Check out the turntablists, too, then, why not?

Christian Marclay
eRikm
Otomo Yoshihide
Martin Tetreault
Busratch
Ignaz Schick
Philip Jeck

For starters...


----------



## Poppin' Fresh (Oct 24, 2009)

Merzbow of course.


----------



## The Cosmos (Oct 2, 2009)

How about Glenn Branca's '_The Ascencion_'? Can get a bit harsh at times but certainly not as harsh as those japanese noise-heads.










I've yet to listen to his symphonies, though I'm pretty sure they are quite dissonant as well.

Or you could try some of that improvisation stuff by Evan Parker, Derek Bailey, Peter Brotzmann...although I personally can't stand that stuff after few minutes.

*Edit*: whoops, i wasn't reading, since this has already been posted . In that case, try getting this compilation -

http://www.discogs.com/Various-RRR-500/release/94233

Mostly experimental stuff that goes on forever. Its like you groove in and groove out till you get sick of it (500 artists is a LOT!). A turntable is necessary although there might be an mp3 version out there as well.


----------



## Guest (Feb 20, 2010)

Lot of nice people on that RRR compilation. You could do a lot worse than just find stuff by those people.

I was surprised by how many of the Montreal folk are on that, including the guy who runs emprientesDIGITALes.

But the one name that stood out, for me, was R.H.Y Yau. Yeah. Randy Yau. Good noise! He's also the guy who designed the cover art for Ground Fault recordings. You could do a lot worse than just getting the 30+ CDs that Ground Fault put out. Really fine stuff. 

(And yes, I do have all of them!)


----------



## Argus (Oct 16, 2009)

Merzbow has given me a killer headache. Great recommendation.

That Randy H.Yau guy is just out of his tree. He's hilarious to watch.

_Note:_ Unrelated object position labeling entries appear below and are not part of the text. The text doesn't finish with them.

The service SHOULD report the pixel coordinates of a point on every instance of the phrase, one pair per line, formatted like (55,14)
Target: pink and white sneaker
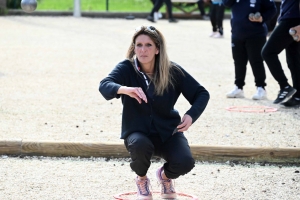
(143,191)
(167,188)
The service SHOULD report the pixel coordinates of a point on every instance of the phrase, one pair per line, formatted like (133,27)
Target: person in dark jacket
(248,36)
(149,86)
(279,40)
(216,14)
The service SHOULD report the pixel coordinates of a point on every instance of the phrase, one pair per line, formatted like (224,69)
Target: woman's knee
(140,143)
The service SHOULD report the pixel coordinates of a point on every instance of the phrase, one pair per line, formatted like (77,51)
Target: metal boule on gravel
(28,5)
(251,16)
(292,31)
(296,38)
(257,15)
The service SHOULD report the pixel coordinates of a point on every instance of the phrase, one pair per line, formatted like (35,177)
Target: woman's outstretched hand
(134,92)
(186,122)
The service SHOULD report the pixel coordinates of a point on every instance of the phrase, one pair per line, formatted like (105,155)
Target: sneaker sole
(263,98)
(288,96)
(164,196)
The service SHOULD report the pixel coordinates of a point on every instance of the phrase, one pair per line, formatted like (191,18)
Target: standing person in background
(157,15)
(247,39)
(201,8)
(273,22)
(217,11)
(279,40)
(149,85)
(158,4)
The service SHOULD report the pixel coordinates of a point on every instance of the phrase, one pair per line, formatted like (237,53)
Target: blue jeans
(175,151)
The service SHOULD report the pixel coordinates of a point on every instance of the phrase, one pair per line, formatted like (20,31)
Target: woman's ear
(157,51)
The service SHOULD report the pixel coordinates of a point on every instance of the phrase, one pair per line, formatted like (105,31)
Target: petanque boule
(292,32)
(28,5)
(257,15)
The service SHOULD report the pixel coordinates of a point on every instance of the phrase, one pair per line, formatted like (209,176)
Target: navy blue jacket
(289,9)
(241,26)
(159,109)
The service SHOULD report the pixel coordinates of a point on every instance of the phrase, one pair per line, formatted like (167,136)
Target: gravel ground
(97,178)
(49,75)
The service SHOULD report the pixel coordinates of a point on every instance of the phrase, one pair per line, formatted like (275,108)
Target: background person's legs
(240,57)
(254,47)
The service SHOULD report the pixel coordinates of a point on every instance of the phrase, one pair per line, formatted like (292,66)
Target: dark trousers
(175,151)
(216,16)
(244,50)
(201,8)
(272,23)
(158,4)
(279,40)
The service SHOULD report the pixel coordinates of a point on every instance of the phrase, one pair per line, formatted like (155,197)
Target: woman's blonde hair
(163,76)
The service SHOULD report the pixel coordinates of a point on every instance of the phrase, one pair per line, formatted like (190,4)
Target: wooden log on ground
(10,147)
(117,150)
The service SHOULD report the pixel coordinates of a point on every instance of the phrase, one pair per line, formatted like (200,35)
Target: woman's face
(145,49)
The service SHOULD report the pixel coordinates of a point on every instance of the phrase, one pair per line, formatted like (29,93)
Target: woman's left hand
(186,122)
(297,28)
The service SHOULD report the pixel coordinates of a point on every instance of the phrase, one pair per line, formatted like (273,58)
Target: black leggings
(244,50)
(216,16)
(278,41)
(175,151)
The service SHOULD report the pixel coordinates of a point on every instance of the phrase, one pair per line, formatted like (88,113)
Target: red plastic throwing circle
(254,109)
(126,195)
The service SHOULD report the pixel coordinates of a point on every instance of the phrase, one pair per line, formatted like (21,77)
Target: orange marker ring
(122,196)
(253,109)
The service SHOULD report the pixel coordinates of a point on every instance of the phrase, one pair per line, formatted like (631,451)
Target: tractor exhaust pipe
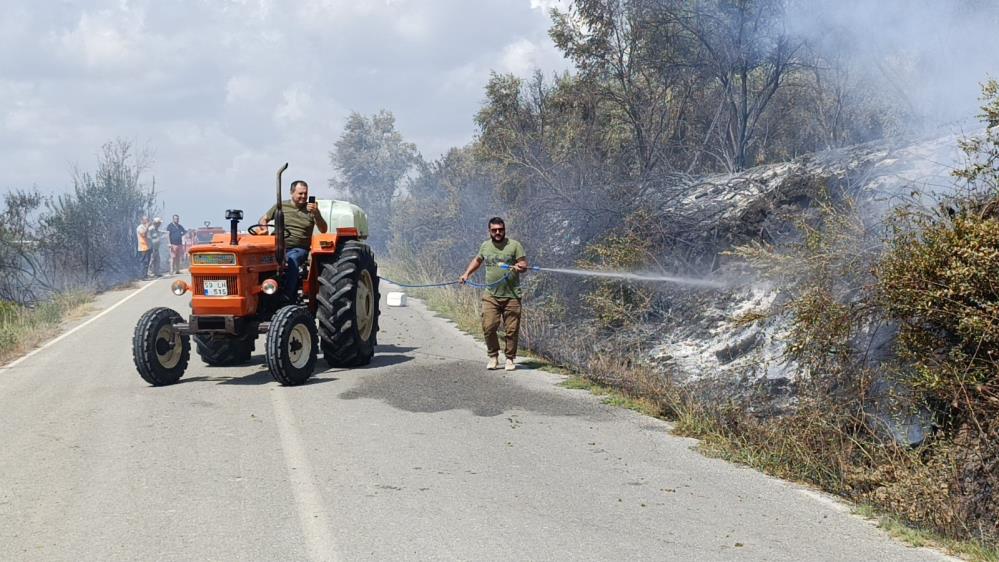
(279,224)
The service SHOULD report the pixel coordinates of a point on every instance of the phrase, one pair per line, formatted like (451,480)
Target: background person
(300,218)
(142,248)
(154,235)
(502,301)
(176,232)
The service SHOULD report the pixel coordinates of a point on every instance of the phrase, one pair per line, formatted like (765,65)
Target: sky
(220,93)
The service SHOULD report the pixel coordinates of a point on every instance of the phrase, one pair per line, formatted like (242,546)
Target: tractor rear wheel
(219,350)
(292,345)
(160,352)
(347,306)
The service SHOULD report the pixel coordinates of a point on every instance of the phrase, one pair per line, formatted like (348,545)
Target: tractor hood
(341,214)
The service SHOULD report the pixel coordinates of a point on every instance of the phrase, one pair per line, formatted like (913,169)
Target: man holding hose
(501,300)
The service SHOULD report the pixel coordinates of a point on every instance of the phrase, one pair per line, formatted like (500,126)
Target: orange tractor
(236,296)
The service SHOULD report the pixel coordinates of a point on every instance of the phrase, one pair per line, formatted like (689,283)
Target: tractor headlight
(269,286)
(179,287)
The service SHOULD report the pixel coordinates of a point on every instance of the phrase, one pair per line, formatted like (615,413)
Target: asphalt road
(423,455)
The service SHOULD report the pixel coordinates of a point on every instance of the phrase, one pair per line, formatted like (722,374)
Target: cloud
(224,90)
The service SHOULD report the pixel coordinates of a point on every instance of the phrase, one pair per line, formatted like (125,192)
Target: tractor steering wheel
(265,230)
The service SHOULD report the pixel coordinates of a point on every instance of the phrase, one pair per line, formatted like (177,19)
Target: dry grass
(24,328)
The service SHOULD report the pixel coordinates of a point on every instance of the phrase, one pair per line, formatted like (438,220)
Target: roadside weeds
(636,388)
(25,328)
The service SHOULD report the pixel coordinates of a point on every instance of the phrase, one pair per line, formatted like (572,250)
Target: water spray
(626,276)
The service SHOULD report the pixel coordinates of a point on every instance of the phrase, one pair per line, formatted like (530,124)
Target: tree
(88,236)
(372,160)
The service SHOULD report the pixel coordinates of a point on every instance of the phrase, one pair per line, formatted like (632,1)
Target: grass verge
(778,451)
(24,328)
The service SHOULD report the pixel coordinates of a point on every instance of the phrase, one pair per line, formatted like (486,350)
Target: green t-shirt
(493,254)
(299,223)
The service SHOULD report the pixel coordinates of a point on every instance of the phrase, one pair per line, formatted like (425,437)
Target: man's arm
(473,266)
(521,265)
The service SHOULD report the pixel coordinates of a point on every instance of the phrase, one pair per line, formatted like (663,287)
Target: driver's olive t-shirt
(506,252)
(299,223)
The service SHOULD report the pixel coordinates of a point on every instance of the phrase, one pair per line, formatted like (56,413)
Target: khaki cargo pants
(495,310)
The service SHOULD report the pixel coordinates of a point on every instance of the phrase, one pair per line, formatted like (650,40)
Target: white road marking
(312,513)
(13,364)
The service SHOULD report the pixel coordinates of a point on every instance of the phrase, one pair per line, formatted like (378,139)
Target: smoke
(929,56)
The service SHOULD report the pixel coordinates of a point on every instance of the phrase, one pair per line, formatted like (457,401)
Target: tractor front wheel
(160,352)
(347,306)
(292,345)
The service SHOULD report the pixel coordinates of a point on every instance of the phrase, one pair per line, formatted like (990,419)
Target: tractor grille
(232,286)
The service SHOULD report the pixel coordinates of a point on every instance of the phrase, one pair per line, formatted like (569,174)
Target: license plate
(214,288)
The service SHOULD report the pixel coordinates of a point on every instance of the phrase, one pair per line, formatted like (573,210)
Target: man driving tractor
(301,216)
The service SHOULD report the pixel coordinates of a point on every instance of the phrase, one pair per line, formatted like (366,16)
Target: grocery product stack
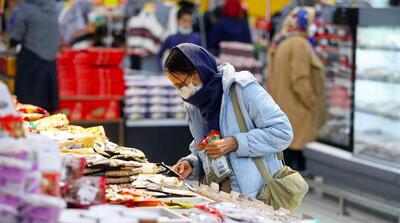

I've probably heard of about 10 of the artists on that RRR compilation, so I'll have to investigate further. Unfortunately, I don't have a turntable. Also, is Django Reinhardt III any relation to the famous gypsy jazz musician?

I like some Derek Bailey and Peter Brotzmann stuff but haven't really checked out much Evan Parker. They sound halcyonic compared to some of the stuff in this thread.



> Check out the turntablists, too, then, why not?
> 
> Christian Marclay
> eRikm
> ...


I'll check them out when I get the chance.

I'm lisening to Fanfares by Philip Jeck right now, and it seems pretty good. I can hear the Copland in there.

All these people have done really well to make a living out of what is a very niche kind of art.


----------



## hocket (Feb 21, 2010)

What you're describing is essentially The Fall isn't it?


----------



## TWhite (Feb 23, 2010)

Aw, heck: Alban Berg's opera WOZZEK. That's about as jarring as I can get. But I happen to like it. 

Tom


----------



## Serge (Mar 25, 2010)

Check out John Zorn and Painkiller. 'Tortured Souls' off 'Buried Secrets' for instance. Nice.


----------